音也に対してはお手本のようなツンデレ対応をするトキヤに慣れているSクラスの生徒にはそれが噂の肯定にしか聞こえない。
例えトキヤが噂の火消し手順を間違えただけだったとしても。
張り詰めていた教室の空気は更に研ぎ澄まされ、暖房が入っているはずの室内が冬の空気で包まれる錯覚すら覚える。
生徒たちの視線は再びトキヤには集まらず、眼前であーあ、と肩を竦ませているレンに集まった。
「ま、Aクラスでイッキが言葉の選び方を間違えたんだろうね」
「リップクリーム如きで…」
「唇に触れるものを潔癖なイッチーが渡したとなれば噂の材料として申し分無いね」
そうだろう、と続けられてトキヤは反論もせず顔を右手で覆った。
頭が痛い。
きっと音也は教室で何の気なしに朝唇が割れた、と級友に話しでもしたのだろう。
そして聖川あたりに冬の乾燥には気をつけろと言われ、リップクリームを塗ったからもう大丈夫だと言った。

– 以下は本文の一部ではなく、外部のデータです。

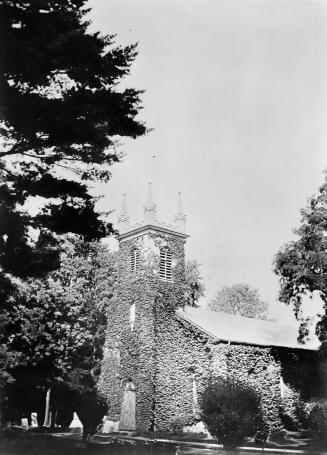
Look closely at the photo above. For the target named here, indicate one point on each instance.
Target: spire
(180, 218)
(123, 219)
(179, 204)
(150, 215)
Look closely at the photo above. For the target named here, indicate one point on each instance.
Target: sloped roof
(238, 329)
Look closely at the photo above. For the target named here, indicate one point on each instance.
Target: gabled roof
(238, 329)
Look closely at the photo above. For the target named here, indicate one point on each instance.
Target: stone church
(159, 353)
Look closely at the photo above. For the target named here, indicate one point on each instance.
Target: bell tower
(150, 287)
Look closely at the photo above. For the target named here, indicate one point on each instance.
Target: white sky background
(236, 94)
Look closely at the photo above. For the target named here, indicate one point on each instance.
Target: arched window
(135, 259)
(165, 264)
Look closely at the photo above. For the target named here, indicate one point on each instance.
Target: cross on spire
(123, 219)
(150, 208)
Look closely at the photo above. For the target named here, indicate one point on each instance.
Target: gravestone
(34, 422)
(24, 422)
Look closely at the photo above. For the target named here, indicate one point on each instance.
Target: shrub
(293, 413)
(318, 420)
(230, 410)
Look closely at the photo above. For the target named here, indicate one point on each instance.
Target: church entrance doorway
(127, 413)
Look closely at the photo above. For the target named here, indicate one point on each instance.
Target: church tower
(150, 287)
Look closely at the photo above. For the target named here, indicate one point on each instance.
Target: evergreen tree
(61, 114)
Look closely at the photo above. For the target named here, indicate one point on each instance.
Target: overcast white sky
(236, 95)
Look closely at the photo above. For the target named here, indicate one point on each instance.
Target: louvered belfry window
(165, 264)
(135, 259)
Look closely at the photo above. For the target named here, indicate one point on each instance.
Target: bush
(293, 413)
(230, 411)
(318, 420)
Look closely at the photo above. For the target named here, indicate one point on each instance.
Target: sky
(236, 97)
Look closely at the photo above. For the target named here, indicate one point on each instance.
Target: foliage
(318, 420)
(230, 410)
(194, 282)
(301, 265)
(59, 324)
(177, 424)
(62, 112)
(240, 299)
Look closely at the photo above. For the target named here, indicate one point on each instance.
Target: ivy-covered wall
(168, 359)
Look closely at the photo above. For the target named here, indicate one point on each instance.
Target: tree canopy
(59, 323)
(194, 283)
(62, 111)
(240, 299)
(301, 265)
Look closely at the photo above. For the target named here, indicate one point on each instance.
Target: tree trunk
(47, 409)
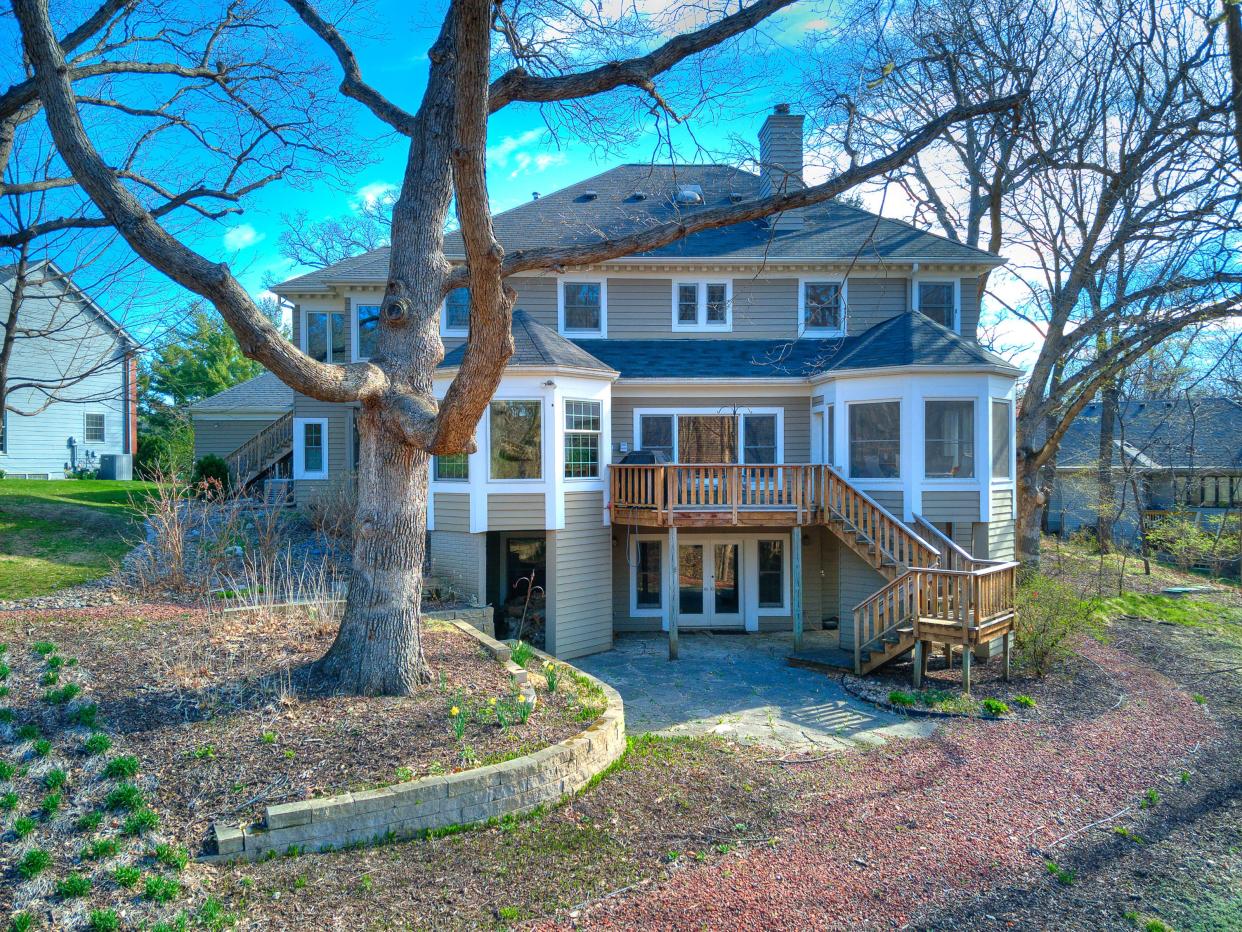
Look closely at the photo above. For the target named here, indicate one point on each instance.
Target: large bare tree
(1113, 190)
(487, 56)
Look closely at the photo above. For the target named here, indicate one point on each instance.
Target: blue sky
(522, 155)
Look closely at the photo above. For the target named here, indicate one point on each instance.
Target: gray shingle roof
(631, 198)
(538, 346)
(907, 339)
(1202, 433)
(265, 392)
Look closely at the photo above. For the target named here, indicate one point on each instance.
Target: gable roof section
(535, 346)
(265, 393)
(1160, 434)
(632, 198)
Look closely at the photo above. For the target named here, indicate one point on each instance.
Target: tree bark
(379, 646)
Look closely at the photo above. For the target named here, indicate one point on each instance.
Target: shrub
(901, 699)
(103, 921)
(995, 707)
(1050, 615)
(210, 472)
(35, 863)
(121, 767)
(73, 885)
(97, 743)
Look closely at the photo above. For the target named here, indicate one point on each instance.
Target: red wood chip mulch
(918, 823)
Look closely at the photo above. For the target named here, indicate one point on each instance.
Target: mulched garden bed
(214, 718)
(1078, 689)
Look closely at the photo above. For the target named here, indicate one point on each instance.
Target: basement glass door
(709, 578)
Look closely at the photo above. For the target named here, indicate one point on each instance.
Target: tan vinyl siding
(857, 582)
(460, 559)
(452, 511)
(1000, 528)
(220, 436)
(523, 511)
(579, 620)
(797, 418)
(874, 300)
(970, 308)
(954, 506)
(340, 438)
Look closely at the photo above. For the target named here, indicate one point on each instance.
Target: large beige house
(781, 425)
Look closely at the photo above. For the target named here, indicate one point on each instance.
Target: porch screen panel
(876, 440)
(707, 439)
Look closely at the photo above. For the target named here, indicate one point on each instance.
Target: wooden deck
(937, 593)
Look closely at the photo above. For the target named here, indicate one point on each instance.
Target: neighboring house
(72, 390)
(1168, 455)
(749, 359)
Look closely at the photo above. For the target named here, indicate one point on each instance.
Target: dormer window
(703, 306)
(822, 307)
(583, 307)
(938, 300)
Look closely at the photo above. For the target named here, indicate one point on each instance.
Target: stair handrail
(830, 471)
(260, 447)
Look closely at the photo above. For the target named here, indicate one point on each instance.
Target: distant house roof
(265, 393)
(632, 198)
(906, 339)
(538, 346)
(1161, 434)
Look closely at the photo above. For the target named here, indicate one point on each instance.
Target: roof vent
(689, 194)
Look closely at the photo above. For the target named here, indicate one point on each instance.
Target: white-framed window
(583, 307)
(93, 428)
(646, 575)
(309, 447)
(771, 574)
(583, 424)
(455, 313)
(874, 439)
(326, 336)
(516, 440)
(367, 329)
(712, 436)
(940, 300)
(821, 306)
(949, 439)
(702, 305)
(452, 467)
(1001, 439)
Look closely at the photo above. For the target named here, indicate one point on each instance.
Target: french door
(709, 579)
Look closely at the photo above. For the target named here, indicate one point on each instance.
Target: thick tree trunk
(1030, 507)
(379, 646)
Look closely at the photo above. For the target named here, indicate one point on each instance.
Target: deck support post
(675, 594)
(795, 572)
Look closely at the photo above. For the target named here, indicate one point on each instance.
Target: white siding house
(71, 379)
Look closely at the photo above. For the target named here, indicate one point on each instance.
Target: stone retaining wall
(406, 809)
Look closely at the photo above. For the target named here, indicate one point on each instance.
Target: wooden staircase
(262, 452)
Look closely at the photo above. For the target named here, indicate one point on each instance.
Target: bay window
(583, 439)
(581, 307)
(516, 440)
(949, 440)
(1001, 440)
(876, 440)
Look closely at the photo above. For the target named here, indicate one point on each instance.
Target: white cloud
(241, 236)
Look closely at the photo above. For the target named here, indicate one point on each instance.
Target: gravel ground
(889, 834)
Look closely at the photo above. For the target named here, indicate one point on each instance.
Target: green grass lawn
(58, 533)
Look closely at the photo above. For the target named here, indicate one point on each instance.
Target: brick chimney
(780, 160)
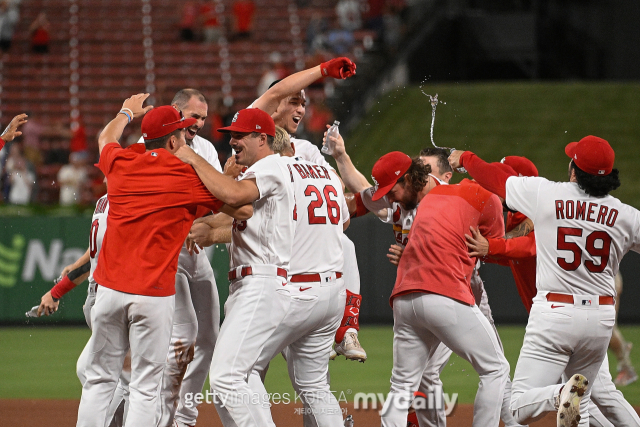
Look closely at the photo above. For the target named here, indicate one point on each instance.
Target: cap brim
(235, 128)
(570, 149)
(187, 123)
(382, 191)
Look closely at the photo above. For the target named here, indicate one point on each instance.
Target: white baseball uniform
(580, 241)
(196, 323)
(309, 151)
(401, 219)
(317, 292)
(260, 255)
(98, 227)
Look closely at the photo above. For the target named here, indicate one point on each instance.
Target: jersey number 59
(602, 250)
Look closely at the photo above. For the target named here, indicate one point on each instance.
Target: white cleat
(350, 348)
(569, 401)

音也の事だ、聞かれてもいないのにトキヤにもらったとしっかり付け加えたんだろう。
聖川も真面目にあの一ノ瀬が、と律儀に聞き返したに違いない。
いつでも一言多い音也は持ち前の大きく通る声で『トキヤの使いかけのをもらった』と言ったに決まってる。
「せめてもうちょっと状況説明が上手ければ…」
「何の話だよ」
「こちらの話です」
トキヤの想像はほぼ全てと言っていい程当たっていた。
ただ違うのは、音也が更に余計な一言を言い放っていたことだ。
トキヤにも塗ってあげたよ。
そのたった一言が噂を爆発的な速さで広めさせ、ありもしない尾ひれを付けさせてトキヤへと戻ってきた。
根も葉もないわけではない。ちょっと肥料の配分を間違って異様な成長を見せただけ。
一気に噴出したトキヤの怒りのオーラから逃げるように、生徒たちは一心不乱に教科書へと向かいだす。

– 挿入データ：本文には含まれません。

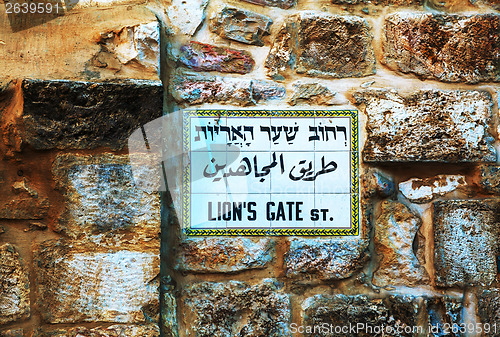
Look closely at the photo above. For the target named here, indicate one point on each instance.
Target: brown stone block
(205, 57)
(87, 283)
(449, 48)
(430, 125)
(236, 309)
(241, 25)
(104, 195)
(14, 286)
(86, 115)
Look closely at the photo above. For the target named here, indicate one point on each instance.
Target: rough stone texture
(443, 312)
(150, 330)
(466, 241)
(241, 25)
(12, 333)
(236, 309)
(379, 2)
(395, 230)
(450, 48)
(321, 44)
(103, 196)
(430, 125)
(341, 310)
(205, 57)
(85, 283)
(84, 115)
(14, 286)
(489, 178)
(137, 46)
(193, 88)
(168, 309)
(223, 255)
(22, 201)
(285, 4)
(376, 183)
(319, 259)
(186, 16)
(421, 191)
(315, 93)
(489, 308)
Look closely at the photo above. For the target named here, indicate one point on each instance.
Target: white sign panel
(270, 173)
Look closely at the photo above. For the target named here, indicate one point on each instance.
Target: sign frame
(354, 170)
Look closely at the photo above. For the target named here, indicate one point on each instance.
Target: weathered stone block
(321, 44)
(489, 178)
(83, 115)
(14, 286)
(430, 125)
(236, 309)
(102, 196)
(241, 25)
(205, 57)
(379, 2)
(186, 16)
(12, 333)
(223, 255)
(377, 317)
(150, 330)
(466, 242)
(285, 4)
(395, 230)
(443, 312)
(22, 201)
(421, 191)
(319, 259)
(315, 93)
(450, 48)
(489, 309)
(86, 283)
(194, 88)
(137, 46)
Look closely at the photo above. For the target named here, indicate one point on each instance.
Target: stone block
(102, 195)
(320, 259)
(241, 25)
(223, 255)
(198, 88)
(367, 317)
(429, 125)
(449, 48)
(236, 309)
(466, 242)
(204, 57)
(396, 229)
(22, 201)
(489, 310)
(136, 46)
(489, 178)
(284, 4)
(421, 191)
(14, 286)
(60, 114)
(315, 94)
(87, 283)
(324, 45)
(186, 16)
(149, 330)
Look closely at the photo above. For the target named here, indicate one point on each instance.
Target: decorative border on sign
(186, 172)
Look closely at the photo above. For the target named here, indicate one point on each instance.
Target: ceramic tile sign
(270, 172)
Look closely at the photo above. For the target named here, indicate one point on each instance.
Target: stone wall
(81, 237)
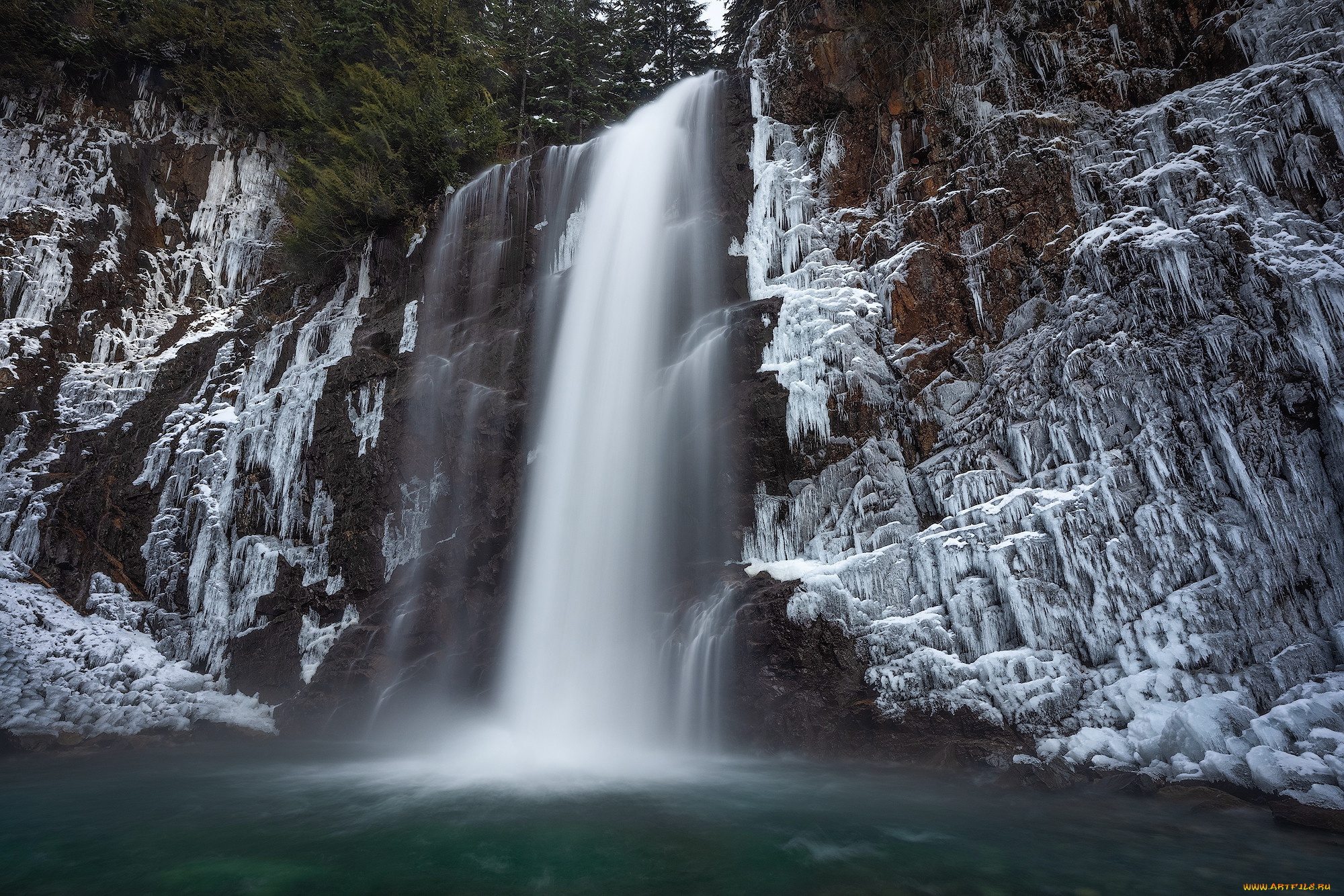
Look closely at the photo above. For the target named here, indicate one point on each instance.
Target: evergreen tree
(739, 19)
(681, 41)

その異様な光景は龍也が出席を取るために教室へと足を踏み入れる瞬間まで続いた。


そこまで思い出し、トキヤはぎりぎりと歯をかみ締めた。

音也のように余計な事を言ってしまう人間はこれまで回りに何人か居た事がある。
普段の生活に支障が無いような人物であればわざと距離を置き、そうで無ければ与える情報を最小限にして自分に不利にならないようにする。
音也に対しても同じように接してきたはずだった。
しかし、明るい笑顔をとトキヤたじろがせる人懐っこさで警戒心を解かれてしまい、この有様だ。

思わず通学路を踏みしめる足にも力が入る。
寮で同室で、お互いの才能を認め合い同じ夢を持つ者同士、仲良くしたいという音也の気持ちは十分に受け入れているつもりだ。

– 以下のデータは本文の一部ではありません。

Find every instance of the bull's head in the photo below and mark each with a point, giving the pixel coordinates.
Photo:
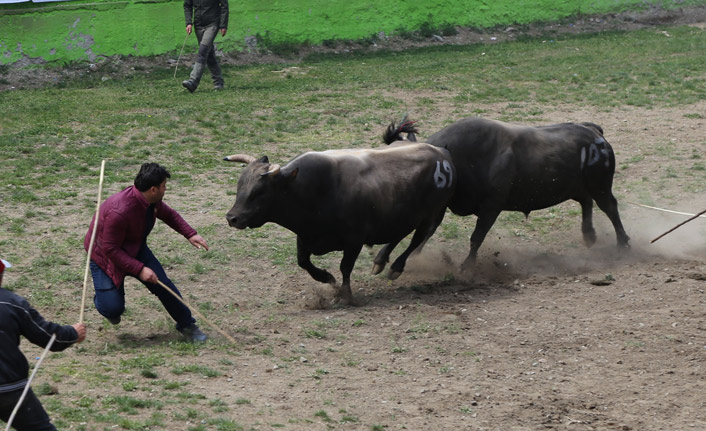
(257, 192)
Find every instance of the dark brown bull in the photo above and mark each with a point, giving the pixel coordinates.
(344, 199)
(505, 167)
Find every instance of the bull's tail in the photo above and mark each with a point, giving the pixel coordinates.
(595, 126)
(394, 132)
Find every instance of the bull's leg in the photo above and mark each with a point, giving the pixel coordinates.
(589, 233)
(383, 257)
(350, 255)
(483, 224)
(304, 261)
(609, 205)
(421, 235)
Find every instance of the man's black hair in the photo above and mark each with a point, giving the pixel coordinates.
(150, 175)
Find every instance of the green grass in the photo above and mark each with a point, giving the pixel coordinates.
(53, 139)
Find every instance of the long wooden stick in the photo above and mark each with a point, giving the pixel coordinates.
(29, 381)
(664, 210)
(680, 224)
(90, 245)
(196, 312)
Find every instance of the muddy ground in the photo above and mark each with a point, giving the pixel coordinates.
(542, 334)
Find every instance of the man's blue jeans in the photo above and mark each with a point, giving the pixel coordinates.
(110, 299)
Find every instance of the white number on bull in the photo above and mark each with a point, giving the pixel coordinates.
(443, 175)
(595, 154)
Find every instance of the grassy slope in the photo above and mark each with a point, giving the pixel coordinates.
(53, 140)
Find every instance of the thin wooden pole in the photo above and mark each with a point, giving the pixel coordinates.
(680, 224)
(90, 245)
(29, 381)
(196, 312)
(667, 211)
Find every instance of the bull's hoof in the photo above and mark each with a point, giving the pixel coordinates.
(393, 275)
(377, 268)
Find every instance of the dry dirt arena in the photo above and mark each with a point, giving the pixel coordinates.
(542, 334)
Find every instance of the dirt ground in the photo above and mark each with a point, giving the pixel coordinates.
(542, 334)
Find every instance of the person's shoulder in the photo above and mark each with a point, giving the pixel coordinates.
(11, 298)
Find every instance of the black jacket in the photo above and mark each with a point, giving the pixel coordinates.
(17, 318)
(202, 13)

トキヤにとっての"仲良く"と音也にとっての"仲良く"に大きな差があるというだけで。
「一ノ瀬ー彼氏とは一緒に登校しないのかよ!」
軽々しい野次が前方から飛び、周りがまたざわつく。
トキヤは一瞥して進行方向を変え、体育館側から回りこむ道へと足を向ける。
背後からは諦めの悪いからかいの言葉が飛んでくるが、相手にするだけ無駄と歩を早めた。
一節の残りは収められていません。